The thought process

November 24, 2013

The thought process

Rahat Jamil was in her early twenties when her parents started looking for proposals for her marriage. Fearing that her parents might marry her off to a man she didn’t know, she decided to tie the knot with the man she had just started seeing seven months earlier. "I was too scared to marry a guy whom I didn’t know, so the boy I was seeing was the next best thing." Unfortunately for Rahat, the next best thing turned out to be the biggest mistake she had made and the couple got divorced a year later.

Rahat’s story is emblematic of a deeply rooted mindset in our society. This mindset, fuelled on by continuous reinforcements from families, social groups and media, almost paralyses women into living a static life, detached and demotivated from looking for other avenues’ fulfilment. "The girls are in such a state of mind that they can’t focus on anything meaningful in the wait to get married", says Rahat. "For them, that is what completes their lives."

Ishrat, who worked in Pakistan for many years before recently moving to the US, agrees. "I remained in a fix as long as I kept worrying that I’m not married," she says. "But as soon as I accepted that it’s okay to be single, I realised how good my life is and that I don’t need the ‘married’ tag to make myself content with life."

It becomes increasingly clear that the problem lies with the thought process of women and the society around them that reinforces those ideas. "It is the social conditioning that comes through this society," says Maria, a documentary film-maker in her mid 30s. "It makes things worse when compared with what’s happening in developed countries. It is not as if we don’t know where the rest of the world is headed. Over here the idea of happiness is tied to procreation -- that as women having progeny is our main aim in life. But when we know there is another world out there where the society has moved beyond these archaic notions, it becomes so difficult to live here."

This idea of a woman’s worth, and her happiness, extends beyond attachment to mere procreation -- to morality. Rahat felt this when, after getting divorced, she decided to move to Islamabad for work. "No one would give me a portion to rent because I was going to live there alone." Eventually, Rahat had to ask her younger brother to come stay with her for a few weeks so they could rent a place. Even then, the house’s owners who lived on the ground floor of the house she rented, told her that they would be ‘keeping an eye’ on her.

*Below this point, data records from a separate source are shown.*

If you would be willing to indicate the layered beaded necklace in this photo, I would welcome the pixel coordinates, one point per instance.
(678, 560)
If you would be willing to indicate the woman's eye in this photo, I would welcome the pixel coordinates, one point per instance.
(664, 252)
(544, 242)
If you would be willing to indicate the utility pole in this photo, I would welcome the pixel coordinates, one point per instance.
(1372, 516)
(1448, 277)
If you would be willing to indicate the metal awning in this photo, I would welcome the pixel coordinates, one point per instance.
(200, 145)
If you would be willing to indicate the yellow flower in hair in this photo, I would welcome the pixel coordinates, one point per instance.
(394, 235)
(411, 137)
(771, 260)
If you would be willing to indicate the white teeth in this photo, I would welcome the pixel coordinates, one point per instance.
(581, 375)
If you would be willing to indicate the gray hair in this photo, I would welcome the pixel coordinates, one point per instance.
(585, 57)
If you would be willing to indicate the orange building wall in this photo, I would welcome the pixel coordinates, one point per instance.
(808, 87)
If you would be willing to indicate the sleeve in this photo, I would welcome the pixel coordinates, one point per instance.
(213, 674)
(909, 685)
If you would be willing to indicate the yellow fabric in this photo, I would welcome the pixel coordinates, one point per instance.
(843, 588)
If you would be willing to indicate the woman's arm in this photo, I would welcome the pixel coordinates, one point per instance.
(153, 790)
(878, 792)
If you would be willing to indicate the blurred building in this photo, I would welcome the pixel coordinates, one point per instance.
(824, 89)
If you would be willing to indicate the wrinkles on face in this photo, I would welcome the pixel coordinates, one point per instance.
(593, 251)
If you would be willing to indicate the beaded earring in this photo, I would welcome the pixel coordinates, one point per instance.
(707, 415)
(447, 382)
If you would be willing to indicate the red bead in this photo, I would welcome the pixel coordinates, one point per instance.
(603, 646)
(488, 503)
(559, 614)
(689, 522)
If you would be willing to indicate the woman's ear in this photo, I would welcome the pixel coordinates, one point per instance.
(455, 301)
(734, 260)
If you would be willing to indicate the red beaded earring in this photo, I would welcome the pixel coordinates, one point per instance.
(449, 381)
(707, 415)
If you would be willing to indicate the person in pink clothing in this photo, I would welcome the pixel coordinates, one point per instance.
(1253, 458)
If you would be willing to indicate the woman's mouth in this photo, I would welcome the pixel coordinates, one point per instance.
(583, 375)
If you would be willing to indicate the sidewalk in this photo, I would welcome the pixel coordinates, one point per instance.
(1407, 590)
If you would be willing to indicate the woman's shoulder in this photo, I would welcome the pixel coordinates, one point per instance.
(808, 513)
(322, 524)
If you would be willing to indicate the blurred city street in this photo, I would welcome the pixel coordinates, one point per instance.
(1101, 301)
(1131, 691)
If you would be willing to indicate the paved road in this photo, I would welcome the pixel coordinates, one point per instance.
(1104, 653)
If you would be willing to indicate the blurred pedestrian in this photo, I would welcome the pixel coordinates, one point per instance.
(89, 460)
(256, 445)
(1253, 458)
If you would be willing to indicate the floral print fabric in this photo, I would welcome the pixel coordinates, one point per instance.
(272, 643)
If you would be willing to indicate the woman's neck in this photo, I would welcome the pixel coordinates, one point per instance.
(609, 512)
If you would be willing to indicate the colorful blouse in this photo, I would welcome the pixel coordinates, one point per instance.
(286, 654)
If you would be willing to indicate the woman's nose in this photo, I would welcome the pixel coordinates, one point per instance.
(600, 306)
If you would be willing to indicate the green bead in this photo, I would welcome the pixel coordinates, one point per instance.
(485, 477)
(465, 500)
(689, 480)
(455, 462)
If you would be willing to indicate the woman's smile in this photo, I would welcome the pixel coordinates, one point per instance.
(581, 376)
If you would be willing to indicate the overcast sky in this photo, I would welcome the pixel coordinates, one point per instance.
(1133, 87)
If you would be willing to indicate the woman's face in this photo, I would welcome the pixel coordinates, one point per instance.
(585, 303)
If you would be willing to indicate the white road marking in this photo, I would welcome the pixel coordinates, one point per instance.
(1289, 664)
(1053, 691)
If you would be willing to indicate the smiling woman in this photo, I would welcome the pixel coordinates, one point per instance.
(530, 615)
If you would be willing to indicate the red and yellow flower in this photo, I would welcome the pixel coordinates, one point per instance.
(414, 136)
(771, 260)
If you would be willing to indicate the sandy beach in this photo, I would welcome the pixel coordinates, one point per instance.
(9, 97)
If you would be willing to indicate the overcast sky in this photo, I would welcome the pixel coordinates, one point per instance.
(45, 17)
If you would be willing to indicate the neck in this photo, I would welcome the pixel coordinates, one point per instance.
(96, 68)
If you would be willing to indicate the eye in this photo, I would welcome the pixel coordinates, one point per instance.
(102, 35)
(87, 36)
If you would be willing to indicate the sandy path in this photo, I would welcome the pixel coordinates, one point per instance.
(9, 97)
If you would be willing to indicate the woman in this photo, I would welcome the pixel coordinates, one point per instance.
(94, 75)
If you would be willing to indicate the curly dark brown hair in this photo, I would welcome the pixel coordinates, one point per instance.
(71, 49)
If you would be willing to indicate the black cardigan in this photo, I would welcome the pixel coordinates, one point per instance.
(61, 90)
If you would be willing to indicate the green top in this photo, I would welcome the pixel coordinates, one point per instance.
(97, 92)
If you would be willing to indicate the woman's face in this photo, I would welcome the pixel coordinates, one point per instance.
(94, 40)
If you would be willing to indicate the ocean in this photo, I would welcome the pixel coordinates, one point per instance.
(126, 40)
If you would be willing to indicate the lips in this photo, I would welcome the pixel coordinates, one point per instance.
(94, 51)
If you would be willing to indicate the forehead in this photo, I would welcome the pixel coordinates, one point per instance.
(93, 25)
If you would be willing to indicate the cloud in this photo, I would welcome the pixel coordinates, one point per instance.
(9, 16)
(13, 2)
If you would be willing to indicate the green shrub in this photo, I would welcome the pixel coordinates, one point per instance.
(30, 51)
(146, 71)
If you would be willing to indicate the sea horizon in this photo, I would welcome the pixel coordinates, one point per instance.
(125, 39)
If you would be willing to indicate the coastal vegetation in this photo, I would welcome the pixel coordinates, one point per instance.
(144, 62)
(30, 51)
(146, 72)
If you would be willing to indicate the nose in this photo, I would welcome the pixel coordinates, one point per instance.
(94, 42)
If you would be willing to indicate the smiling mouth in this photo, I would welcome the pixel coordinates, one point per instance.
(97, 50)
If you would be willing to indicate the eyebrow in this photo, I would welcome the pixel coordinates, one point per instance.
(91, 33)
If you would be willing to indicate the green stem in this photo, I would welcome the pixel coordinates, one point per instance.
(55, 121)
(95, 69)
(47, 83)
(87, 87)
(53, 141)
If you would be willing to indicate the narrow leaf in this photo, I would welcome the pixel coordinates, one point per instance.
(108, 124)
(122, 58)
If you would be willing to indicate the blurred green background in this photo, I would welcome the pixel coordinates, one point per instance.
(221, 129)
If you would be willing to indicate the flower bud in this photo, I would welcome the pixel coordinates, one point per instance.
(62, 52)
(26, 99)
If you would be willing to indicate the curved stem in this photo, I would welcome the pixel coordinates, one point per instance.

This one incident signifies an obsession within our society to maintain, check, and control a woman’s morality and sexuality. "It is tough being unmarried, but it is even worse when you are divorced and single," says Rahat. "The society’s expectation from a divorcee changes and not in a good way. People are more suspicious of and make advances towards a divorcee as if a woman’s morals, ethics, and values are linked to her virginity."

Rameen, associated with a regional non-governmental organisation, feels that this country’s entire social structure needs to be overhauled for any kind of space to be created for single women. "Our legislation is retrogressive. It doesn’t favour women at all because of religious interpretations and our culture," she says. She believes that pro-women legislation is the first step towards creating an environment friendly for independent single women to not only survive but thrive on their own.

"Yes, we still have huge flaws on the implementation of the laws introduced by the previous governments," she admits, "but it was because of this legislation against harassment at workplace that a Punjab University lecturer was able to stand up against the university’s vice chancellor."

These small individual acts can multiply to create a domino effect to change societal attitudes towards women. On a larger scale, Ishrat feels that the media can play a major role in creating awareness. "A big majority of girls and women follow entertainment channels and morning shows," she says. "These shows can introduce new ideas as much as they are reinforcing existing norms. Morning shows that are popular for arranging marriages on air, could invite single women and celebrate their stories."

In addition to maintaining their quality of life by choosing what they want to do, it is also important for women to realise that the decisions they make have a ripple effect. Rameen, who is in her 30s and is single by choice, credits her mother for breaking the conventional boundaries. "My parents were in a bad marriage," she says. "My mother decided to do something about it. She divorced my father and remarried. Now, decades later, I’ve never seen my parents happier in their separate lives."

Rameen feels if her mother had stayed in the marriage, all her children would have probably followed the same path of domesticity out of tradition. But now each of her siblings has made a choice. "Two of us are married, two are still single," says Rameen. "We all support each other and we are happy in our lives. That is what matters."

The importance of a support system is reiterated by all women TNS spoke with. If the families of single women fail to provide them with a support structure, there needs to be a concerted effort for women to find support within each other. Ishrat, during the course of correspondence with TNS, gets inspired to set up an online forum to give single women an avenue to find support and share new ideas.

Also read: The taboo subject

Maria feels that even if women have support of family or friends, they still have the tendency to compound the problem in their minds. "Single unmarried women don’t have the limitations that married women do," she says. "Neither do they have the stigma that divorced women feel they carry. We are somewhere in between. We can either take advantage of that and have a positive outlook, or we can choose to look at the glass half empty. If you have a supportive family, and the kind of attitude that says ‘sticks and stones can break my bones, but words will never hurt me’, it can be a good life for you."

 

Names have been changed to protect the privacy of the women.